= Wolfleoz =

Wolfleoz von Konstanz, or Wolleozzus (first mentioned in 811; died on 15 March 838 or 839 in Konstanz) was bishop of the Bishopric of Konstanz from 811 to 838/39 and abbot of the Abbey of Saint Gall from 812 to 816.

== Works ==
=== Bishop of Konstanz ===
Wolfleoz became Bishop of Konstanz after Egino's death in 811. In 816, he participated in the translation of relics of Trudpert who was worshipped as a martyr. Probably on this occasion, Wolfleoz also sanctified the newly built minster in St. Trudpert. That same year, he moreover contributed to the inauguration of the abbey church of the Abbey of Reichenau, newly constructed under Abbot Haito. In 829, Wolfleoz attended the synod in Mainz that was convened by Louis the Pious. In 835, he was co-consecratorof the monastery basilica in Saint Gall built under Abbot Gozbert.

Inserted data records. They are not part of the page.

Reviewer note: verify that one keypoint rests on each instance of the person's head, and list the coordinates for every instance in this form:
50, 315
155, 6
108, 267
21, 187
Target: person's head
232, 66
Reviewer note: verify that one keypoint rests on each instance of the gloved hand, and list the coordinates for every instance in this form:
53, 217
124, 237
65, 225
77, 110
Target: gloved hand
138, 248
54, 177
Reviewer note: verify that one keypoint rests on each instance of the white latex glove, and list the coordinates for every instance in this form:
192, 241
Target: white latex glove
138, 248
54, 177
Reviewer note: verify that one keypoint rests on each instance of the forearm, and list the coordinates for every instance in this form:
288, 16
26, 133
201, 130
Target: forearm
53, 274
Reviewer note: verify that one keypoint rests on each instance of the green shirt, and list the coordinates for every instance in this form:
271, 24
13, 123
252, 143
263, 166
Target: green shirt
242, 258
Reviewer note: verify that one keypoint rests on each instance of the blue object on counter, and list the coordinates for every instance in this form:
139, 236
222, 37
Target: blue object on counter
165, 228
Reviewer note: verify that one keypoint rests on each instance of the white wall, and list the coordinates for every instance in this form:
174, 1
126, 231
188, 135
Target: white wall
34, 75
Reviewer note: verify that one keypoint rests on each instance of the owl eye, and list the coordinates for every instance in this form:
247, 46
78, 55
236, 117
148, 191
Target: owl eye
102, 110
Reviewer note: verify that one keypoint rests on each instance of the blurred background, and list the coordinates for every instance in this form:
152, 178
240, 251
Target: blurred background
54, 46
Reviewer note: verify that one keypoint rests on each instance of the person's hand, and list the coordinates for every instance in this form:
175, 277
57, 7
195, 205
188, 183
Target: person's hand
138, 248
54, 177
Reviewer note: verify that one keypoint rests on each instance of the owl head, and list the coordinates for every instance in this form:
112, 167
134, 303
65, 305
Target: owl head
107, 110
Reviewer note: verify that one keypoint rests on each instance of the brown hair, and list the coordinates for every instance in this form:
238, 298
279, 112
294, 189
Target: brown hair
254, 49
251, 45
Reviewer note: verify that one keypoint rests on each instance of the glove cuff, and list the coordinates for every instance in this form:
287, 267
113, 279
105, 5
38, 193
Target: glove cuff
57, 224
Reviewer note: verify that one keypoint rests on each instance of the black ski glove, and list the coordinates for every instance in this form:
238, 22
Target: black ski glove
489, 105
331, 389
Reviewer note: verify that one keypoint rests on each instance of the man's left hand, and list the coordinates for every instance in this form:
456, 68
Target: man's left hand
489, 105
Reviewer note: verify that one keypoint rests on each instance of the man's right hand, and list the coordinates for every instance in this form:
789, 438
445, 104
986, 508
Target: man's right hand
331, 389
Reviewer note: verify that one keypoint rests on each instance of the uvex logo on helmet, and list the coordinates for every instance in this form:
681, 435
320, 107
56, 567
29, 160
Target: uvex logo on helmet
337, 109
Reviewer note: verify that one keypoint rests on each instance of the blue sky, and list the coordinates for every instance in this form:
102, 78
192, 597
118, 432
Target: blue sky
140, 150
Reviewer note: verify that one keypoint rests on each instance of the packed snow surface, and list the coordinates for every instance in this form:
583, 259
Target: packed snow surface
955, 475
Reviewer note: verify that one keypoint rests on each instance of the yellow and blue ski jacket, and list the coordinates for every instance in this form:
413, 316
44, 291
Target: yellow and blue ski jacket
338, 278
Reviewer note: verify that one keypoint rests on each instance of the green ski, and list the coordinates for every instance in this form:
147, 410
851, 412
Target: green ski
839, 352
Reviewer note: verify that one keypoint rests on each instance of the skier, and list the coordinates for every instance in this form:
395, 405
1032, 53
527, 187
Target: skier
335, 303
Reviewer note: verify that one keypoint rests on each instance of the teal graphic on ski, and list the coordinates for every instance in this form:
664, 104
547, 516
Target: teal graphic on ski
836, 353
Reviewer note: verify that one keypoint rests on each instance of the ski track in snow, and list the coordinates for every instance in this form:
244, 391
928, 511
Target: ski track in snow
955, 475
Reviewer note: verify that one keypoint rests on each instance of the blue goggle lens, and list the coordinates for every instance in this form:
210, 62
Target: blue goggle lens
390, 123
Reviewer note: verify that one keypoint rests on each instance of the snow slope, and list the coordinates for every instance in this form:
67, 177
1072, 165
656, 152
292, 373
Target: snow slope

=== Abbot of Saint Gall ===
After Abbot Werdo's death on 30 March 812, Wolfleoz, against the will of the members of the Convention in Saint Gall, additionally resumed the office of Abbot of Saint Gall. He tried to further strengthen his powerful position by allocating monastery offices to laity who were loyal to him. For this reason, the monks of Saint Gall decided to turn to Emperor Louis the Pious with a complaint that initiated the gradual detachment of the Abbey of Saint Gall from the Bishopric of Konstanz. Wolfleoz tried by means of a forged document to enforce his rights, but he failed. In 816, the convent freely elected Gozbert Abbot of Saint Gall. In 818, Louis the Pious granted the Abbey of Saint Gall immunity and therewith the status of an imperial abbey as well as the independence from Konstanz.